Gr 6 Up–“Indians. We are so often imagined, but so infrequently well understood,” Treuer’s opening sentence reads. As a Princeton-educated, Ojibwe professor with “one foot in the wigwam and one in the ivory tower,” Treuer “cannot speak for all Indians,” but he’s ready with “specific rather than generic answers.” This young readers adaptation is certainly rare in that it expands on Treuer’s 2012 original, growing from approximately 120 to 200 Q&As. Treuer also takes the mic, making his narrating debut. Composed, eloquent, courteous, Treuer is an ideal, safe guide through all manner of topics, from the difficult, inane, nuanced, to downright racist. A single quibble: Georgetown was not named for George Washington, but most likely King George II (GW was still a teen when Georgetown was founded in 1751). VERDICT “Guilt for Whites and anger for Indians [does] nothing to make the world a better place.” Treuer wisely, empathically, brilliantly gets the conversation going.

Wong, Alice, ed. Disability Visibility (Adapted for Young Adults): First-Person Stories for Today. 2:45 hrs. Listening Library. Oct. 2021. $34. ISBN 9780593415528.

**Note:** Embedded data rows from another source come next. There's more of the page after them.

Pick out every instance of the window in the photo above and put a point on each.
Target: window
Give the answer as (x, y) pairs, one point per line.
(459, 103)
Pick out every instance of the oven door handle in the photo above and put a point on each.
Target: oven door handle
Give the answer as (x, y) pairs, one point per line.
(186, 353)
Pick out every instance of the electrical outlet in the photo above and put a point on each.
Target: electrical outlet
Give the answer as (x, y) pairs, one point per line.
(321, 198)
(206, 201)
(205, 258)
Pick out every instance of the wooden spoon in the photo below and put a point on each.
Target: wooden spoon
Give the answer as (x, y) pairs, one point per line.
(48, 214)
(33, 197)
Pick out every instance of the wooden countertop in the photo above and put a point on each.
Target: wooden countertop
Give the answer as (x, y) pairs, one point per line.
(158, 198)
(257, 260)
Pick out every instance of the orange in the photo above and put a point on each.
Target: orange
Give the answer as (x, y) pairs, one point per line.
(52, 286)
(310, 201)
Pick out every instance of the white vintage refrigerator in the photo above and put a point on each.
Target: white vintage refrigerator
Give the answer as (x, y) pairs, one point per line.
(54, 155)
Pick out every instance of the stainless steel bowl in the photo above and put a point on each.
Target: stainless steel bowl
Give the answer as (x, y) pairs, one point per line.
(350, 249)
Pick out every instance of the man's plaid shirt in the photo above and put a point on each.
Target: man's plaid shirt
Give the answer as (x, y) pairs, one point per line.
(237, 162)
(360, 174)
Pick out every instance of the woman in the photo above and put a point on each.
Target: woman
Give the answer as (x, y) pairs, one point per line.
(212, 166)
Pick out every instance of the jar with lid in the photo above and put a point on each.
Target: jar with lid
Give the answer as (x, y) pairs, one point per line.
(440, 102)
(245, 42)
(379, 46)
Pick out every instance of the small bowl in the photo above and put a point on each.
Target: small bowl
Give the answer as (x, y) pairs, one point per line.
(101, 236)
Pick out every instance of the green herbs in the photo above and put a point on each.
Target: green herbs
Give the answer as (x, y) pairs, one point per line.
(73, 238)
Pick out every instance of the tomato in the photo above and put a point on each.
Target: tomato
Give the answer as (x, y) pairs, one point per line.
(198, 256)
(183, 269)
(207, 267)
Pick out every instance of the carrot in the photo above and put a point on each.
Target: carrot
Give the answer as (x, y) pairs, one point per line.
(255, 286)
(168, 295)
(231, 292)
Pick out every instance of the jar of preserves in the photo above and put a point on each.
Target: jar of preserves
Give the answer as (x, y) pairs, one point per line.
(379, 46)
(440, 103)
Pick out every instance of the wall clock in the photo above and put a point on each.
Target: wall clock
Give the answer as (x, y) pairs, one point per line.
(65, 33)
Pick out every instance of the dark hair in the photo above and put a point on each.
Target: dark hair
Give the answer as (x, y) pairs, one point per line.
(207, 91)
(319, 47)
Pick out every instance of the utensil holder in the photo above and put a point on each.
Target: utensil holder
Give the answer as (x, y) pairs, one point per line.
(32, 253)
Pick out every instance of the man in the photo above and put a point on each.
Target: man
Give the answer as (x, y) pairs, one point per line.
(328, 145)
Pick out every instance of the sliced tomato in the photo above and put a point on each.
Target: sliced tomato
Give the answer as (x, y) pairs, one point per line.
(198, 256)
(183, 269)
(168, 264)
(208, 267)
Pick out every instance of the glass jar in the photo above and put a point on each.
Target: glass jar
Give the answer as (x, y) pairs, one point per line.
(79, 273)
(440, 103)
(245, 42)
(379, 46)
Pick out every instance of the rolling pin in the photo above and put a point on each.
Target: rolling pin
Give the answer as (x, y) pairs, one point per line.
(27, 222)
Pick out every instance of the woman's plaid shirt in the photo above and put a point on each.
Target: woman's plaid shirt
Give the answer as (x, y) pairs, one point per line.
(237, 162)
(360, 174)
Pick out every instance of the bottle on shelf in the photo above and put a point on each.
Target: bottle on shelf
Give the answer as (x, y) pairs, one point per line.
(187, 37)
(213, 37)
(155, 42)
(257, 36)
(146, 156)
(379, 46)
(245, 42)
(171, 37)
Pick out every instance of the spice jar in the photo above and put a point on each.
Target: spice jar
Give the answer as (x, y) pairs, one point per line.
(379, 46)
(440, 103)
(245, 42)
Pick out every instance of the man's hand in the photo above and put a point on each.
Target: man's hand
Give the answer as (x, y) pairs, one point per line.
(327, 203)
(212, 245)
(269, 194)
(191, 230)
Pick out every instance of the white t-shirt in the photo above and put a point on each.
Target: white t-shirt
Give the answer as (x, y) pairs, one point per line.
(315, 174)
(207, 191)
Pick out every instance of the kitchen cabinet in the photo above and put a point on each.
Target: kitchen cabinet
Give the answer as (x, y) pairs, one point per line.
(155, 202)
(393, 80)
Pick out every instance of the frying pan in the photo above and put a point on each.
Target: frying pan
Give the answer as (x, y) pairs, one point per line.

Gr 7 Up–“This is the book I wish I had as a teenager,” disability rights activist Wong reveals, choosing 17 stories for this adaptation from the 37 in her 2020 original. As editor, Wong again reads her introduction. While none could dispute that Wong is a powerful activist, some listeners might be challenged in understanding her speech; having the print version beside would ensure not missing a word. Sarah Ann Masse and ­Anthony ­Michael Lopez take turns with the diverse essays that follow; both read with total ­empathy—Masse is an actor/comedian with invisible disabilities, Lopez is a queer disabled actor. Masse’s standouts include ­ciphering Haben Girma’s joy from replacing her cane with a guide dog—“imagine switching from a bicycle to a Tesla”—in “Guide Dogs Don’t Lead Blind People. We ­Wander as One.” Lopez is especially memorable in Eugene Grant’s “The Fearless Benjamin Lay: ­Activist, Abolitionist, Dwarf Person.” VERDICT ­Empowering for disabled youth, enlightening for all.